The Independent Sacramental Movement knows this pain all too well. We have seen jurisdictions divided, names duplicated, histories rewritten, lines of succession weaponized, and clergy used as stepping stones for someone else’s ambition. We have seen people come into small churches and sacramental communities seeking validity, recognition, ordination, episcopal standing, or institutional cover, only to discard the community once it no longer serves their design.

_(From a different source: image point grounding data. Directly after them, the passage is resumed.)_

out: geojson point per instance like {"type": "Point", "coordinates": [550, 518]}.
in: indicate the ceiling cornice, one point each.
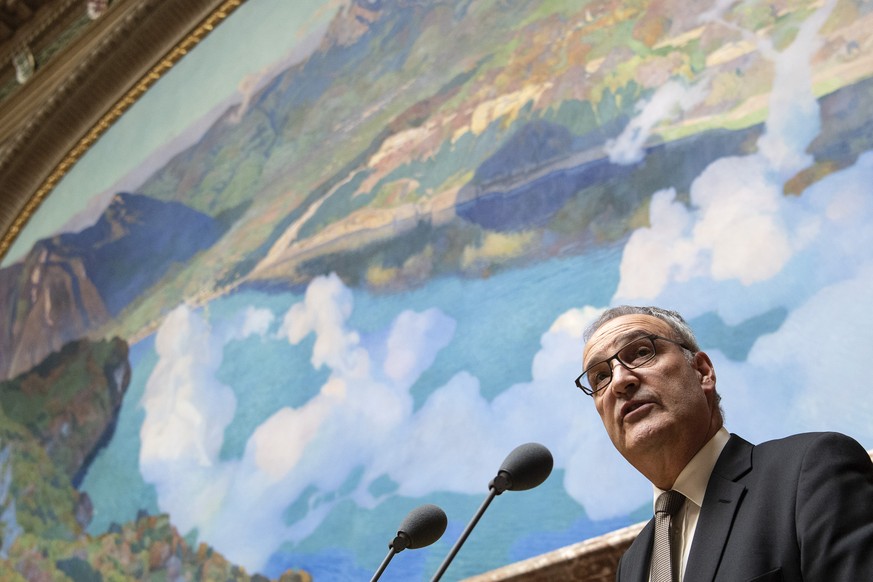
{"type": "Point", "coordinates": [52, 120]}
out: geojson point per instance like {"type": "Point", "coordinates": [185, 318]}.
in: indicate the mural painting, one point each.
{"type": "Point", "coordinates": [336, 264]}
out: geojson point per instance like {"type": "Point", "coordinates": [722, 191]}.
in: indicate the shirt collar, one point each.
{"type": "Point", "coordinates": [693, 479]}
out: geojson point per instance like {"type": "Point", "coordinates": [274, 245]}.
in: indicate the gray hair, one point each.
{"type": "Point", "coordinates": [676, 322]}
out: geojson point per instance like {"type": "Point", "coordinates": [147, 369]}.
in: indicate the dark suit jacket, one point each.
{"type": "Point", "coordinates": [799, 508]}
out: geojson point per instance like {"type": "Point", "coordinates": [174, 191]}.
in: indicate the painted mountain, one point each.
{"type": "Point", "coordinates": [71, 284]}
{"type": "Point", "coordinates": [415, 142]}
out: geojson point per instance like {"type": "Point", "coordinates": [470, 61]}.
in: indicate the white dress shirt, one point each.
{"type": "Point", "coordinates": [691, 483]}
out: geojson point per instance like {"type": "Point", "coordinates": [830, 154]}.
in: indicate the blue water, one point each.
{"type": "Point", "coordinates": [499, 322]}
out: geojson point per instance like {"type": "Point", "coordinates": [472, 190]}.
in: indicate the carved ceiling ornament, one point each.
{"type": "Point", "coordinates": [47, 130]}
{"type": "Point", "coordinates": [24, 64]}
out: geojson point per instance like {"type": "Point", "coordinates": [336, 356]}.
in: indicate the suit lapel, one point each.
{"type": "Point", "coordinates": [636, 563]}
{"type": "Point", "coordinates": [720, 505]}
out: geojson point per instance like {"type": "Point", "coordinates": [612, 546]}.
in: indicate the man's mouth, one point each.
{"type": "Point", "coordinates": [631, 406]}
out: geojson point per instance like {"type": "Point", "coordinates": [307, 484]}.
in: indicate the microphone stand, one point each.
{"type": "Point", "coordinates": [497, 486]}
{"type": "Point", "coordinates": [384, 565]}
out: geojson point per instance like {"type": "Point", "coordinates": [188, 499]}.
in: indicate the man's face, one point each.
{"type": "Point", "coordinates": [665, 403]}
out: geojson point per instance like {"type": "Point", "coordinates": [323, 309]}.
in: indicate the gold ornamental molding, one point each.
{"type": "Point", "coordinates": [52, 121]}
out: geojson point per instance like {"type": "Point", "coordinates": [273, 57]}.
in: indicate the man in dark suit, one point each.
{"type": "Point", "coordinates": [799, 508]}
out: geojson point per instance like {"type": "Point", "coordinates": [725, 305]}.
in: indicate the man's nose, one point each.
{"type": "Point", "coordinates": [623, 379]}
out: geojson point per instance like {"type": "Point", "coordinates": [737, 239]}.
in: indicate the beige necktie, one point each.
{"type": "Point", "coordinates": [665, 563]}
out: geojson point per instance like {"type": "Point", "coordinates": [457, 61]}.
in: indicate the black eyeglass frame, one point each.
{"type": "Point", "coordinates": [651, 337]}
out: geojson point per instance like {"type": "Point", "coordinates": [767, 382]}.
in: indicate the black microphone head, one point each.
{"type": "Point", "coordinates": [421, 527]}
{"type": "Point", "coordinates": [525, 467]}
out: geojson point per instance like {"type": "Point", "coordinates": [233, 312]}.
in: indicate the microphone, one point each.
{"type": "Point", "coordinates": [524, 468]}
{"type": "Point", "coordinates": [421, 527]}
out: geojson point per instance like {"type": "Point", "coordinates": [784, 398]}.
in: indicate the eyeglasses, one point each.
{"type": "Point", "coordinates": [635, 354]}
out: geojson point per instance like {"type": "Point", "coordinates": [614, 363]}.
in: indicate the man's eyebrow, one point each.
{"type": "Point", "coordinates": [616, 344]}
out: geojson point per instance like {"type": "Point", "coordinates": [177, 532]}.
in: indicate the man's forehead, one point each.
{"type": "Point", "coordinates": [612, 334]}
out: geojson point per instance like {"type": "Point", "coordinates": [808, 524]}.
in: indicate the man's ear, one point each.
{"type": "Point", "coordinates": [705, 369]}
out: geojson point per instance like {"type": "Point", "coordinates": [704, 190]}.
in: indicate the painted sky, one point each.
{"type": "Point", "coordinates": [808, 254]}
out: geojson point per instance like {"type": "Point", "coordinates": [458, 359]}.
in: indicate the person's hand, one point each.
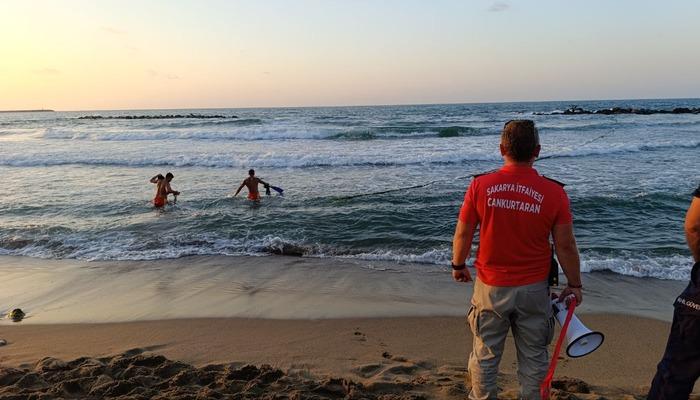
{"type": "Point", "coordinates": [569, 291]}
{"type": "Point", "coordinates": [461, 275]}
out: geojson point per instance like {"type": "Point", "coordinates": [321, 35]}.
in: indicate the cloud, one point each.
{"type": "Point", "coordinates": [112, 30]}
{"type": "Point", "coordinates": [499, 6]}
{"type": "Point", "coordinates": [157, 75]}
{"type": "Point", "coordinates": [46, 71]}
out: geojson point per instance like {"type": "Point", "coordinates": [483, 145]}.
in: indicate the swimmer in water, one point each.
{"type": "Point", "coordinates": [252, 182]}
{"type": "Point", "coordinates": [163, 189]}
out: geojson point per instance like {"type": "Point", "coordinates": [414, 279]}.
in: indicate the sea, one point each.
{"type": "Point", "coordinates": [364, 183]}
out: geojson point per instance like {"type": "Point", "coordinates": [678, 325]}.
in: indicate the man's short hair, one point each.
{"type": "Point", "coordinates": [520, 139]}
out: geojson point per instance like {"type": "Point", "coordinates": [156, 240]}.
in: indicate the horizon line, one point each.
{"type": "Point", "coordinates": [352, 105]}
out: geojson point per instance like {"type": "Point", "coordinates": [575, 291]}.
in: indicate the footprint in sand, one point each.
{"type": "Point", "coordinates": [368, 370]}
{"type": "Point", "coordinates": [360, 336]}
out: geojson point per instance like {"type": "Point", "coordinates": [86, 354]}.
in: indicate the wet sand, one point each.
{"type": "Point", "coordinates": [324, 328]}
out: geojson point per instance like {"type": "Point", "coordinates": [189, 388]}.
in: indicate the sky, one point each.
{"type": "Point", "coordinates": [84, 55]}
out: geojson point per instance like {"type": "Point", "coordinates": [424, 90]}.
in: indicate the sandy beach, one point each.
{"type": "Point", "coordinates": [396, 356]}
{"type": "Point", "coordinates": [99, 328]}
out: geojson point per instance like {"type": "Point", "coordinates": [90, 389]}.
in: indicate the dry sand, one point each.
{"type": "Point", "coordinates": [370, 357]}
{"type": "Point", "coordinates": [307, 328]}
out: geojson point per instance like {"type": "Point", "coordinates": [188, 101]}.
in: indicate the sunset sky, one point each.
{"type": "Point", "coordinates": [79, 55]}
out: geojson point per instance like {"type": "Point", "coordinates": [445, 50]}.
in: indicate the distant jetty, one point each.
{"type": "Point", "coordinates": [9, 111]}
{"type": "Point", "coordinates": [576, 110]}
{"type": "Point", "coordinates": [167, 116]}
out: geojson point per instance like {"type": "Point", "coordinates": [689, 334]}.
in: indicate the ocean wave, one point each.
{"type": "Point", "coordinates": [292, 159]}
{"type": "Point", "coordinates": [267, 160]}
{"type": "Point", "coordinates": [127, 247]}
{"type": "Point", "coordinates": [253, 129]}
{"type": "Point", "coordinates": [673, 267]}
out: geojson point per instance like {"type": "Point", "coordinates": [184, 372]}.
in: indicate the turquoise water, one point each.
{"type": "Point", "coordinates": [78, 188]}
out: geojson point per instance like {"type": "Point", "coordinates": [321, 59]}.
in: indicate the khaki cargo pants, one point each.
{"type": "Point", "coordinates": [527, 311]}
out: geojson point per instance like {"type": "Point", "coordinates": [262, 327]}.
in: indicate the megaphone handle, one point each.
{"type": "Point", "coordinates": [547, 382]}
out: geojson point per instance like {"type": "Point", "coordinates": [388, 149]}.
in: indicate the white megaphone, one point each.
{"type": "Point", "coordinates": [580, 340]}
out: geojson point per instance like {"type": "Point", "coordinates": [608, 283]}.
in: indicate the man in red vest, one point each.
{"type": "Point", "coordinates": [516, 211]}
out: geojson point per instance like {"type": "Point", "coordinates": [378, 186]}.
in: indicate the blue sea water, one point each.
{"type": "Point", "coordinates": [78, 188]}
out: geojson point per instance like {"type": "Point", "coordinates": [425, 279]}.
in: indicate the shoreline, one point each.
{"type": "Point", "coordinates": [373, 351]}
{"type": "Point", "coordinates": [274, 287]}
{"type": "Point", "coordinates": [392, 331]}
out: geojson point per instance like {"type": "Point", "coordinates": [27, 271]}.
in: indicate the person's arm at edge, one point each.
{"type": "Point", "coordinates": [692, 226]}
{"type": "Point", "coordinates": [461, 248]}
{"type": "Point", "coordinates": [567, 254]}
{"type": "Point", "coordinates": [170, 190]}
{"type": "Point", "coordinates": [239, 188]}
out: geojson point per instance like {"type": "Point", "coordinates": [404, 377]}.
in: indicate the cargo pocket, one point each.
{"type": "Point", "coordinates": [473, 320]}
{"type": "Point", "coordinates": [550, 330]}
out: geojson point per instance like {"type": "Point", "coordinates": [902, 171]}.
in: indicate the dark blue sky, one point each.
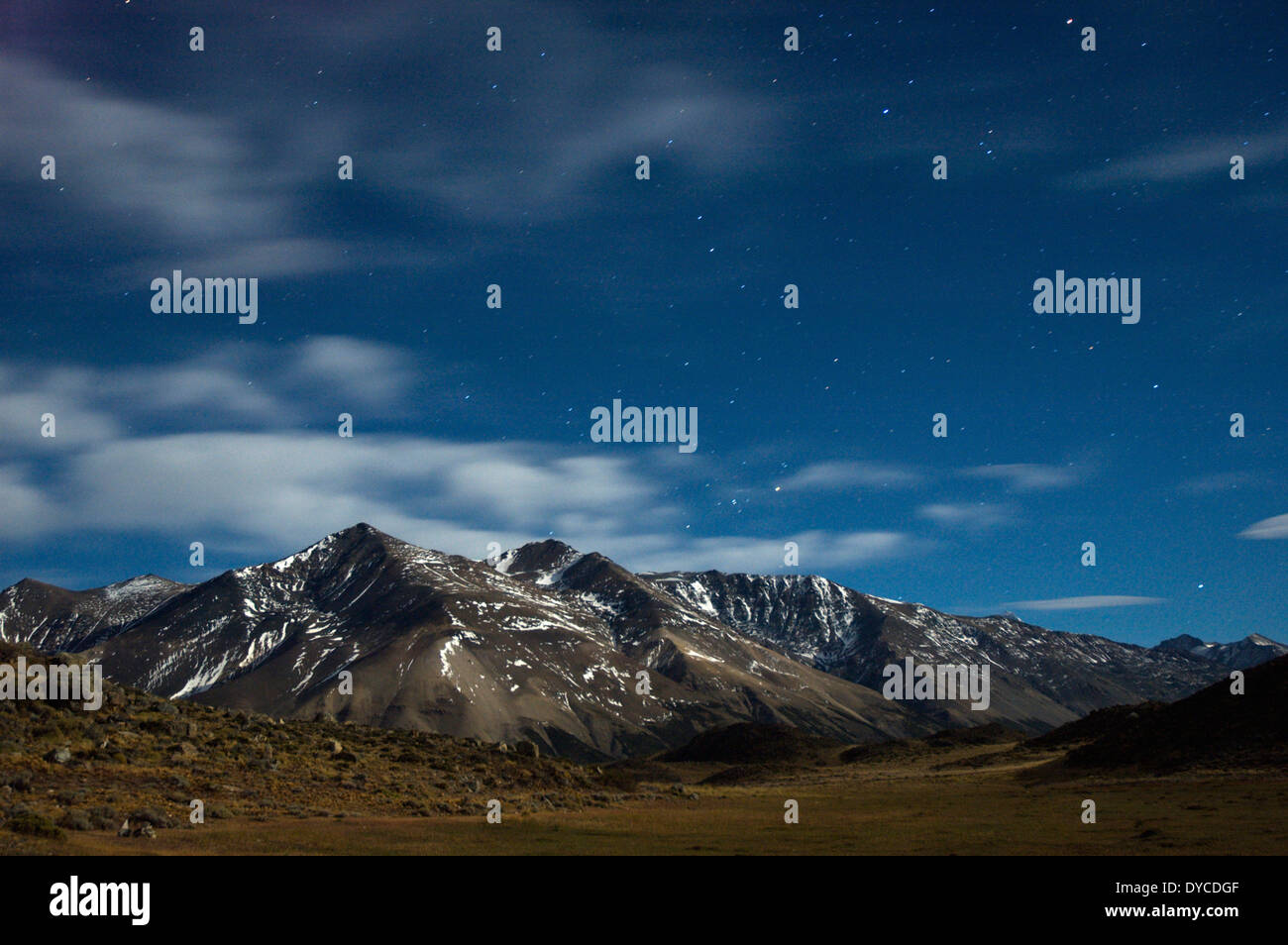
{"type": "Point", "coordinates": [768, 167]}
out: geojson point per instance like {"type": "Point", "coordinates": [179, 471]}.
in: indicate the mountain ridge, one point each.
{"type": "Point", "coordinates": [548, 643]}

That is not catholicity, apostolic faith, or communion. It is spiritual consumerism dressed in vestments, and it hurts people. It confuses the faithful. It breaks trust. It turns the church into a battlefield where the wounded are expected to dodge the shrapnel of clerical ambition. It leaves good people grieving not only what happened, but wondering whether what they loved was ever real. That is where our response must be different.
It is not enough to be canonically correct. We must also be pastorally faithful. Those who have been wounded need more than explanations. They need prayer. They need listening. They need comfort. They need assurance. They need room to process their grief and anger without being rushed into institutional housekeeping.
The canons may clarify what must be done, but only love can heal what has been broken. Still, love does not require fog. Mercy does not require confusion. Forgiveness does not require pretending that nothing happened. There are times when a church must say clearly: this is who we are, this is what was promised, this is what was violated, and this is how we move forward. Not with vengeance, cruelty, or triumphalism, but with sober conviction, clean hands, and a steady heart.
Perhaps that is the deeper lesson in all of this. Institutions fail when people treat shared promises as disposable. Churches suffer when leaders confuse stewardship with possession. Communities are wounded when authority becomes a tool for personal design rather than a ministry of service.
Christ Catholic Church has carried a particular legacy. It is not perfect. No church is. But it has a history, a charism, a sacramental inheritance, and a responsibility that should not be casually disregarded for the sake of convenience. If that cross is to be carried again, it must be carried with humility, clarity, courage, and care for the wounded.
Canons alone will not save a church but a church that treats its canons as meaningless has already begun to lose its soul.
The path forward must hold both together: fidelity to the covenant and tenderness toward the wounded. The work before us is not merely to reclaim a name or preserve an institution. The work is to restore trust, tell the truth, honor the promises once made, and carry the cross without using it as a club.
Those who must leave should leave in peace, and those who must build elsewhere should build with integrity. Those who remain must tend the wounded, repair the fences, and keep faith with the promises entrusted to them. That is the difference between power and faithfulness, and it makes all the difference in the world.